Yevkurov's survival in this battle between Moscow groups (the ‘bulldogs under the carpet') will also be complicated by the fact that from the few reserves on the bench in Ingushetia, he will inevitably choose people from Aushev's group for his staff - if only to distance himself from his predecessor. And he has already been accused of lobbying for Aushev's group interests. To be fair, it should be said that one of the first people to mention Yevkurov as a probable replacement for Zyazikov was the Ingush businessman Musa Keligov, who was close to Aushev at one time. Keligov and the Gutseriev brothers (one of whom, Mikhail, fled Russia after the Kremlin tax police attacked his oil company, whose output ranks it 10th in Russia, are thought to be a source of finance for the anti-Zyazikov opposition. For his own political survival, Yevkurov should refrain from even mentioning these ties. At the end of the day, Aushev's group in Ingushetia from 1992-2002 was mainly valuable because of Aushev himself, and without Aushev it has just as many bribe-takers and opportunists as every other group.
Yevkurov cannot become the Ingush Kadyrov: he is not a field commander, and Ingushetia lacks the unique class of combatants who joined the side of the law. There was no fighting in Ingushetia before, but when it started it was young Islamists that were the backbone of its army.
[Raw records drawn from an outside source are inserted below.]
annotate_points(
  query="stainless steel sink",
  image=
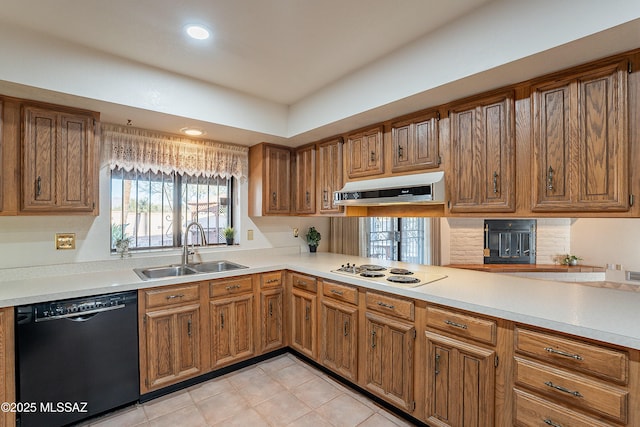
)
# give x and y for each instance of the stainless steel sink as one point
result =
(183, 270)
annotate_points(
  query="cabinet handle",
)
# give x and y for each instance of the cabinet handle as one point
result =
(385, 305)
(495, 182)
(550, 178)
(562, 389)
(456, 325)
(562, 353)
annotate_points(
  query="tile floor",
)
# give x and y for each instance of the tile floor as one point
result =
(283, 391)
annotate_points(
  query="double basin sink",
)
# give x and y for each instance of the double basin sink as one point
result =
(187, 269)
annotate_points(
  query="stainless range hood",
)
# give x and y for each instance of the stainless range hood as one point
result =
(424, 188)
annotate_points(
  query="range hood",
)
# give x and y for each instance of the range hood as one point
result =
(424, 188)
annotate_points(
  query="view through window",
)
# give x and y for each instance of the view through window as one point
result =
(152, 210)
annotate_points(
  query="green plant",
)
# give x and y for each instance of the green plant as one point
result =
(228, 233)
(313, 236)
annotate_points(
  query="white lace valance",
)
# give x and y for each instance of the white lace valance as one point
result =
(142, 150)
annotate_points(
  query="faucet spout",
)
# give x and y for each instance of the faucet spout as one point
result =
(185, 247)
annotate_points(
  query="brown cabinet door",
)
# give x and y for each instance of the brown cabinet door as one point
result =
(482, 149)
(339, 339)
(329, 175)
(415, 143)
(172, 344)
(580, 139)
(271, 303)
(389, 360)
(231, 329)
(303, 326)
(277, 186)
(364, 153)
(305, 181)
(460, 383)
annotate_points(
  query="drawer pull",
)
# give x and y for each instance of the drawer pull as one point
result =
(563, 353)
(562, 389)
(385, 305)
(456, 325)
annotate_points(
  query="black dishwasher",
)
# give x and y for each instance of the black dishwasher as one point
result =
(76, 358)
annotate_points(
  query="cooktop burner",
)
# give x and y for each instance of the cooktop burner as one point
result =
(368, 273)
(403, 279)
(372, 267)
(400, 271)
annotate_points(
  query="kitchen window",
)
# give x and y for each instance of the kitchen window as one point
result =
(152, 210)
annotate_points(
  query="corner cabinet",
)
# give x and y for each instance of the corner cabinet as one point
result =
(330, 169)
(482, 163)
(414, 143)
(269, 180)
(364, 153)
(59, 161)
(581, 141)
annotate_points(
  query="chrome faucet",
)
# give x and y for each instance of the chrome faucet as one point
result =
(185, 247)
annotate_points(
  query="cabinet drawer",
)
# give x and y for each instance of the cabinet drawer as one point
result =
(389, 305)
(589, 358)
(462, 324)
(231, 286)
(340, 292)
(532, 411)
(308, 283)
(271, 280)
(162, 297)
(578, 391)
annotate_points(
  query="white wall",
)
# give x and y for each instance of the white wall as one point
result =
(29, 240)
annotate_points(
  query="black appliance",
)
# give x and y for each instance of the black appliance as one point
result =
(76, 358)
(510, 241)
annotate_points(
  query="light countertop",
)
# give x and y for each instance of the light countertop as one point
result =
(603, 314)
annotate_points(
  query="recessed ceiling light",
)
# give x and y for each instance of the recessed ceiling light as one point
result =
(198, 32)
(191, 131)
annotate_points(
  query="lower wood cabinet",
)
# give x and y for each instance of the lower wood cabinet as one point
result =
(339, 338)
(460, 383)
(389, 345)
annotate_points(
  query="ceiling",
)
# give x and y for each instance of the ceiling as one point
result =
(291, 71)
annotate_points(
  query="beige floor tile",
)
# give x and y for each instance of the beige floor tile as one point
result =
(222, 406)
(345, 411)
(293, 375)
(130, 416)
(188, 416)
(316, 392)
(167, 404)
(210, 388)
(282, 409)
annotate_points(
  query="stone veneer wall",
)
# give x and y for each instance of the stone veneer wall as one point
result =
(553, 238)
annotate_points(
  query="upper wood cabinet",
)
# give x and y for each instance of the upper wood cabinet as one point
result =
(59, 161)
(414, 143)
(304, 180)
(364, 153)
(269, 180)
(482, 164)
(330, 170)
(580, 141)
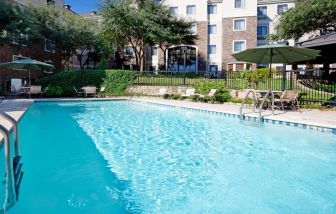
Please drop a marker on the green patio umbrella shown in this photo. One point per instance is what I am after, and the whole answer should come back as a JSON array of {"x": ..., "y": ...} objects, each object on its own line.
[
  {"x": 27, "y": 64},
  {"x": 276, "y": 53}
]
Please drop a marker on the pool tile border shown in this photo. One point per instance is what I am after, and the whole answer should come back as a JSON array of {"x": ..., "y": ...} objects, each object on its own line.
[{"x": 225, "y": 114}]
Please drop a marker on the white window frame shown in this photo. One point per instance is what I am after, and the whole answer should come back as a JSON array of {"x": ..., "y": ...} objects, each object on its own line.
[
  {"x": 23, "y": 57},
  {"x": 236, "y": 19},
  {"x": 243, "y": 5},
  {"x": 210, "y": 33},
  {"x": 194, "y": 11},
  {"x": 48, "y": 62},
  {"x": 233, "y": 43},
  {"x": 193, "y": 26},
  {"x": 212, "y": 5},
  {"x": 209, "y": 49},
  {"x": 45, "y": 46}
]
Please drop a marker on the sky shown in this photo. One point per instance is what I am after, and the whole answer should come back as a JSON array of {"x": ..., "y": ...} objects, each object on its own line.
[{"x": 83, "y": 6}]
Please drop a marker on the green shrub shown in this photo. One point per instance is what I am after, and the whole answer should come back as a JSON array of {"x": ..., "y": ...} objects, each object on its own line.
[
  {"x": 54, "y": 91},
  {"x": 115, "y": 81}
]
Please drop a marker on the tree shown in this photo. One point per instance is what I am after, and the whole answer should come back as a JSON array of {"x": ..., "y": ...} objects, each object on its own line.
[
  {"x": 137, "y": 23},
  {"x": 307, "y": 16}
]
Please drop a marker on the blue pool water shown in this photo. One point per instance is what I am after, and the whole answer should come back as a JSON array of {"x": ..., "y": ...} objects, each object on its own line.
[{"x": 132, "y": 157}]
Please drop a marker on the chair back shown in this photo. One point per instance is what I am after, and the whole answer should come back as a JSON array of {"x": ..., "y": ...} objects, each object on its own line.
[
  {"x": 35, "y": 89},
  {"x": 190, "y": 91},
  {"x": 290, "y": 94},
  {"x": 212, "y": 92},
  {"x": 90, "y": 89}
]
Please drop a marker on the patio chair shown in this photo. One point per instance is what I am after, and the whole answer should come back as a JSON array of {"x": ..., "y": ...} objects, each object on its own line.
[
  {"x": 77, "y": 92},
  {"x": 288, "y": 98},
  {"x": 189, "y": 92},
  {"x": 34, "y": 90},
  {"x": 211, "y": 94},
  {"x": 90, "y": 90}
]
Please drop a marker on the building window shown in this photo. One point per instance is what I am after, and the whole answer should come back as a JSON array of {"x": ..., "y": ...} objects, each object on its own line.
[
  {"x": 262, "y": 12},
  {"x": 262, "y": 30},
  {"x": 49, "y": 45},
  {"x": 239, "y": 3},
  {"x": 50, "y": 70},
  {"x": 282, "y": 8},
  {"x": 20, "y": 38},
  {"x": 212, "y": 9},
  {"x": 128, "y": 51},
  {"x": 239, "y": 24},
  {"x": 213, "y": 68},
  {"x": 212, "y": 49},
  {"x": 212, "y": 29},
  {"x": 154, "y": 51},
  {"x": 238, "y": 46},
  {"x": 173, "y": 11},
  {"x": 191, "y": 9},
  {"x": 193, "y": 29}
]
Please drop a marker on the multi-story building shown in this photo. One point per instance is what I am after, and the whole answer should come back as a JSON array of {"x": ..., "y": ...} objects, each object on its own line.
[
  {"x": 21, "y": 48},
  {"x": 223, "y": 27}
]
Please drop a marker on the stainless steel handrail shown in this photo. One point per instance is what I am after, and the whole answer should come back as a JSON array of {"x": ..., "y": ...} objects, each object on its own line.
[
  {"x": 263, "y": 101},
  {"x": 244, "y": 101},
  {"x": 10, "y": 182},
  {"x": 15, "y": 130}
]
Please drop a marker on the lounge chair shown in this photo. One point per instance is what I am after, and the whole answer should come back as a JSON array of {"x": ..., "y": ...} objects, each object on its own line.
[
  {"x": 34, "y": 89},
  {"x": 211, "y": 94},
  {"x": 77, "y": 92},
  {"x": 288, "y": 98},
  {"x": 189, "y": 92}
]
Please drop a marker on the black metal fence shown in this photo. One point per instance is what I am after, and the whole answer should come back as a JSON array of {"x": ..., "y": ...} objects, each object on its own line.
[{"x": 314, "y": 86}]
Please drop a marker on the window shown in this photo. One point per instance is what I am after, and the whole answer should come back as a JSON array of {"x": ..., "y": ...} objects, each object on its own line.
[
  {"x": 262, "y": 30},
  {"x": 212, "y": 9},
  {"x": 20, "y": 38},
  {"x": 173, "y": 11},
  {"x": 239, "y": 24},
  {"x": 212, "y": 29},
  {"x": 193, "y": 29},
  {"x": 49, "y": 45},
  {"x": 282, "y": 8},
  {"x": 154, "y": 51},
  {"x": 19, "y": 57},
  {"x": 213, "y": 68},
  {"x": 212, "y": 49},
  {"x": 239, "y": 3},
  {"x": 191, "y": 9},
  {"x": 238, "y": 46},
  {"x": 128, "y": 51},
  {"x": 262, "y": 12}
]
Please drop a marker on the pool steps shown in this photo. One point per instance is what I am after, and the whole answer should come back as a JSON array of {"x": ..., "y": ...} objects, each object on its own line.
[{"x": 13, "y": 165}]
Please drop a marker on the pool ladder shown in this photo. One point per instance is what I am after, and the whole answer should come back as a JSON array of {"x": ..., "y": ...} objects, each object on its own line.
[
  {"x": 267, "y": 96},
  {"x": 13, "y": 165}
]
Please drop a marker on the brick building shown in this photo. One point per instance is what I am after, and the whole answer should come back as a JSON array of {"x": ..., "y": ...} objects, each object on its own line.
[{"x": 21, "y": 48}]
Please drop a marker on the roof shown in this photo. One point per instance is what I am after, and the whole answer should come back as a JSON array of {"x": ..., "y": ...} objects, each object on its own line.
[{"x": 329, "y": 39}]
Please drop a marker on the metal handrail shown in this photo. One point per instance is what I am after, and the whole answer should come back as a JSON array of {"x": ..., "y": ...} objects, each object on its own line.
[
  {"x": 263, "y": 101},
  {"x": 10, "y": 182},
  {"x": 15, "y": 130},
  {"x": 244, "y": 101}
]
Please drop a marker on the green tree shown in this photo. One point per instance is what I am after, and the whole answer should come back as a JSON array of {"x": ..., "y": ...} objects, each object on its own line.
[{"x": 307, "y": 16}]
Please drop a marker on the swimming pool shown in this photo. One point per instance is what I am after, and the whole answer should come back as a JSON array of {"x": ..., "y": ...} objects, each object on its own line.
[{"x": 134, "y": 157}]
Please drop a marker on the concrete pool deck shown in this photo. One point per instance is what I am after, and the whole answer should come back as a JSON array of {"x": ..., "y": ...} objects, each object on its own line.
[{"x": 314, "y": 117}]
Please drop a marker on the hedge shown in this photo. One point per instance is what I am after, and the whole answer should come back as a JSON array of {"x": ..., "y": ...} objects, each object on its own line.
[{"x": 114, "y": 81}]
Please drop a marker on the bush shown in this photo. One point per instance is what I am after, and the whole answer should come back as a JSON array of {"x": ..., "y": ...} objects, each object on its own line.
[
  {"x": 54, "y": 91},
  {"x": 115, "y": 81}
]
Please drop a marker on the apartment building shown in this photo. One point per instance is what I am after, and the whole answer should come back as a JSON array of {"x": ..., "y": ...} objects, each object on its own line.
[
  {"x": 21, "y": 48},
  {"x": 224, "y": 27}
]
These are not weary veterans of two wars with federal troops, and it is practically impossible to lure them out of the forest. They don't care whether Yevkurov or Zyazikov is in power. And if Yevkurov becomes another Zyazikov, the war will only escalate.
The only alternative path for Yevkurov is to acquire a certain political independence based on the ideological platform of Ingush traditions, and, ultimately, moderate Ingush nationalism. Within Ingushetia, this path is still not closed for him: he belongs to the large and influential Orstkhoi sub-ethnic group, and his first steps received the consensual approval of the main teips. The problem is that this path goes directly against Moscow's preferred way of functioning in the regions: regional leaders are not supposed to be too independent. The Ingush dilemma looks bad for Moscow: a governor who is a pawn means a probable escalation of war, and an independent governor is a serious compromise, a rejection of Putin's concept of administration in the Caucasus and the federal system as a whole.